It’s important to increase your cash reserves in order to get the financial protection you deserve.
- In a recent survey, most women reported a lack of emergency savings.
- It is important to have enough money in the bank to cover at least three months of expenses.
You never know when an emergency expense might arise. If you’re a homeowner, there are a host of things that could go wrong and leave you with a multi-thousand dollar repair bill. And even if you don’t own a home, you might need to fix your car out of the blue or cover medical expenses that your health insurance plan won’t pay for.
Plus, you never know when you might lose your job, even if you’re a solid employee. And while workers laid off through no fault of their own are usually entitled to unemployment benefits, these usually don’t replace your entire salary.
This is why it is so important to have a solid emergency fund. In fact, you should aim to have enough money in your savings account to cover at least three months of essential expenses. And for the best protection, you can aim for a value of six months – or more.
But in a recent Bank of America survey, only 44% of women reported doing well with emergency savings. And if you feel like you’re running out of cash reserves, it’s important to follow these essential steps to build more of them.
1. Have a limited budget
Without a budget, you might have trouble keeping track of your expenses or figuring out which of your bills to pay. So take some time to create one and get into a solid rhythm. You can budget by listing your expenses on a spreadsheet or piece of paper and comparing what you spend to what you earn. Or, you can play with different budgeting apps and find one that is easy and convenient to use.
2. Start spending less
The money you hope to add to your savings account will have to come from somewhere. And a good place to start is non-essential expenses — things like streaming services, gym memberships, restaurant meals, and other expenses that can make life more interesting and enjoyable, but don’t. not count as necessities in the same way that rent, utilities, and drugs do.

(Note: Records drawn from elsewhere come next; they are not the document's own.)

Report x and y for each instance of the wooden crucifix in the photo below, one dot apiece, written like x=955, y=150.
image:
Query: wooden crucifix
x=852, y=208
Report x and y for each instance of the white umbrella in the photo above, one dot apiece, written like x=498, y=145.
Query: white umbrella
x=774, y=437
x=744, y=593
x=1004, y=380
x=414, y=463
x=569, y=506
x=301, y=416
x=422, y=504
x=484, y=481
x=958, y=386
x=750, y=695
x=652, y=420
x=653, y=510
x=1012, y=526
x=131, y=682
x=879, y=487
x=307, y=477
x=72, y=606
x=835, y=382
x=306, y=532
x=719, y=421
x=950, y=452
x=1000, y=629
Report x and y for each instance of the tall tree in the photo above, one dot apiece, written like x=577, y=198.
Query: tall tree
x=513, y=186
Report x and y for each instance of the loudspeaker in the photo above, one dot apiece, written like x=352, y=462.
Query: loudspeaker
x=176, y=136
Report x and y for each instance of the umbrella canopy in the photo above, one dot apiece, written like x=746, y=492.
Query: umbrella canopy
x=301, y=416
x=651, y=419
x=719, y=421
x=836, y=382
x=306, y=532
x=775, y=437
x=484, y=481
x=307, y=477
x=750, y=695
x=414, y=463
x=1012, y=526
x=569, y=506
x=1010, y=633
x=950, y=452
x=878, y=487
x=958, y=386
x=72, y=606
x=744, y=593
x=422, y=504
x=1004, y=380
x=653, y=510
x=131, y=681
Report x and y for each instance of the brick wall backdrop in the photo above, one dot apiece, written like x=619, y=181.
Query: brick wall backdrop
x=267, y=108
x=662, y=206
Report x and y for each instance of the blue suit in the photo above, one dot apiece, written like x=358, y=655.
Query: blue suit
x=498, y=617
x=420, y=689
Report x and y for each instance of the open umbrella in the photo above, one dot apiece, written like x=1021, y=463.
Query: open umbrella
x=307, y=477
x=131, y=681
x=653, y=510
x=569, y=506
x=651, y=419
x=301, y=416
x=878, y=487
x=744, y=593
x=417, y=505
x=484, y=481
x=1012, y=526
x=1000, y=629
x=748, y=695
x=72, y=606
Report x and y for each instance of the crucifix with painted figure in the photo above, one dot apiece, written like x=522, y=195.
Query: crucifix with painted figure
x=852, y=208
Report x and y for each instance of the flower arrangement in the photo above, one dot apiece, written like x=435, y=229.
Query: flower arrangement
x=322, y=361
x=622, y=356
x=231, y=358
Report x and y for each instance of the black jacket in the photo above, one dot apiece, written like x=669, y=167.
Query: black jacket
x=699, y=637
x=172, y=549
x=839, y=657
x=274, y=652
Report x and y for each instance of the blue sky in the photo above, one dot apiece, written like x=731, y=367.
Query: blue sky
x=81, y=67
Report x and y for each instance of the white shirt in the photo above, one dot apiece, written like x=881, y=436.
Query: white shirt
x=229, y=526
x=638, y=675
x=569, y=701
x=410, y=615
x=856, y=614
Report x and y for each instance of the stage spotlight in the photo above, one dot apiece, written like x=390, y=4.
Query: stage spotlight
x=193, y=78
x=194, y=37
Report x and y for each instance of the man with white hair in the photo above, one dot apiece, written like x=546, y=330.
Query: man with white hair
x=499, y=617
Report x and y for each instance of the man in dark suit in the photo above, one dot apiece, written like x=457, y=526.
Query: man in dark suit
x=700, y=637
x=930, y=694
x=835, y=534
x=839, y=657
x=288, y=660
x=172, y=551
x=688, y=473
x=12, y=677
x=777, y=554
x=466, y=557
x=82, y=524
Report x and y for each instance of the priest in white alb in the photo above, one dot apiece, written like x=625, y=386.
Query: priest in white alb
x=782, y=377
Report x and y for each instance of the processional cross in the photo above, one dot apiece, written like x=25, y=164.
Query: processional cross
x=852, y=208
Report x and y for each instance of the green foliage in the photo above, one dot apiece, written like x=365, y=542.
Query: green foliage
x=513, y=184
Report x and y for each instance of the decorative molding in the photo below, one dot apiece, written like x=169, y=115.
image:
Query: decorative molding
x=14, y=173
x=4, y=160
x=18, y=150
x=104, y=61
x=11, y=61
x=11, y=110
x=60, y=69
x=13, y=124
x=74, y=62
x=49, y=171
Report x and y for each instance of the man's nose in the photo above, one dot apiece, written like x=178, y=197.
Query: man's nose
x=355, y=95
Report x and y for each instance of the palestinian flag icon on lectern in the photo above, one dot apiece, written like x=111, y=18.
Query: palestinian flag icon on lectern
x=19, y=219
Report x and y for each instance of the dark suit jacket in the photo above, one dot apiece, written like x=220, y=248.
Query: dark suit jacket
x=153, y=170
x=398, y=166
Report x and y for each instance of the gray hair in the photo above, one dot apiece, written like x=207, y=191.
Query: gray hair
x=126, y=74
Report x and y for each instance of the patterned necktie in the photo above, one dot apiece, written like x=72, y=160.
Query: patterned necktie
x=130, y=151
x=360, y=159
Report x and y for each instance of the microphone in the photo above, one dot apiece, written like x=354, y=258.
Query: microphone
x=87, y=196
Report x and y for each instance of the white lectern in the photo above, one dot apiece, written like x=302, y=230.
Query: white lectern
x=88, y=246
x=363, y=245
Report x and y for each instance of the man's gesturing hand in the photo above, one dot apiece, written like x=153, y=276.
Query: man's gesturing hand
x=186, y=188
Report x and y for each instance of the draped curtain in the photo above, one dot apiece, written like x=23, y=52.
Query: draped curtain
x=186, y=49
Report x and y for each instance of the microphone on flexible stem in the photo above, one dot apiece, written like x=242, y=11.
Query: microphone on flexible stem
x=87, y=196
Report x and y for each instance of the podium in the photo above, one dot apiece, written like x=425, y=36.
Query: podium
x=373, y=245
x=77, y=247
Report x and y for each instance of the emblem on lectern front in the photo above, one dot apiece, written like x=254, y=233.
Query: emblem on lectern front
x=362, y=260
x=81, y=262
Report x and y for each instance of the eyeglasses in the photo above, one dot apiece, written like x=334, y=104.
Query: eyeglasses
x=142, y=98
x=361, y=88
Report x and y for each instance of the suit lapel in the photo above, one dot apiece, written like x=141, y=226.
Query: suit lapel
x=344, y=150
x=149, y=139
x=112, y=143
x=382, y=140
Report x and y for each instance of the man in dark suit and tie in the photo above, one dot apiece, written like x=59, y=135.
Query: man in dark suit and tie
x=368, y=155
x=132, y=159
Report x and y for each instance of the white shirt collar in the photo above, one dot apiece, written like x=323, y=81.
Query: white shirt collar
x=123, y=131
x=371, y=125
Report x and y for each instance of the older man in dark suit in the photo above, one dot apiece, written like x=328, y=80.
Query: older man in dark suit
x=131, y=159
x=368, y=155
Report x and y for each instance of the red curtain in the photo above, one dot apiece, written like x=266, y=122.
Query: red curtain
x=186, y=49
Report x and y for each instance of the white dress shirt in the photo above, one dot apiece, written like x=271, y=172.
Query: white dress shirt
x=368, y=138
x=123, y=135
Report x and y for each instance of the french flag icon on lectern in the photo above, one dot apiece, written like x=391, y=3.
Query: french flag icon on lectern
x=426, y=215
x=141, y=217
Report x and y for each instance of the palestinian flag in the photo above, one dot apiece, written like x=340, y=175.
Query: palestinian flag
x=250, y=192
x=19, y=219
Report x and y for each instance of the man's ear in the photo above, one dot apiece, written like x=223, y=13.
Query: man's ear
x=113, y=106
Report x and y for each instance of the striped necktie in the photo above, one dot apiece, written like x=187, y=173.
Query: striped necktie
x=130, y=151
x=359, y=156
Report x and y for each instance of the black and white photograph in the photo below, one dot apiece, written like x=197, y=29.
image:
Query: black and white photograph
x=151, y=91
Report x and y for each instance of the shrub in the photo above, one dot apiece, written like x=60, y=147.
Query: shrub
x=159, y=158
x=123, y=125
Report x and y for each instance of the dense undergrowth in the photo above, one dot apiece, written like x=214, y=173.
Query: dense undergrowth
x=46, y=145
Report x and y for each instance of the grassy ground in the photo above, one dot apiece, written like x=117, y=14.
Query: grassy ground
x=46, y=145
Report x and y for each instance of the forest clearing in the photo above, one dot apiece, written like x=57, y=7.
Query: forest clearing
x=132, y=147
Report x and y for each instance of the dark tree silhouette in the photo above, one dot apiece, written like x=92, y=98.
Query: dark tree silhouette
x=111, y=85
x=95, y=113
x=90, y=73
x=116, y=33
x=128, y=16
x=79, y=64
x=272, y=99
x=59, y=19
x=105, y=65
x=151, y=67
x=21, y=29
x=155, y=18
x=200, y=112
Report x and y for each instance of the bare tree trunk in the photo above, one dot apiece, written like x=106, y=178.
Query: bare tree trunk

You don’t have to eliminate all non-essential expense in your budget. But you might want to get rid of some if your emergency fund isn’t close to where it needs to be, and move that money into your savings.
3. Boost your income with a second gig
Today’s gig economy is booming, and that means it’s a good time to get out and grab a side hustle. This job can be just about anything you want it to be, whether it’s selling art or handmade jewelry, providing child or pet care services. company, driving for a ride-sharing service, or doing home-based marketing or web design.
Think about the type of gig that you can most easily fit into your schedule, because that will be a good starting point. But do not hesitate to try different trades, because the goal is to generate regular income that adds well to your savings.
Building a strong emergency fund should be your primary financial goal. If you are unsure of the state of your savings, take these steps to increase them, before the need to dip arises.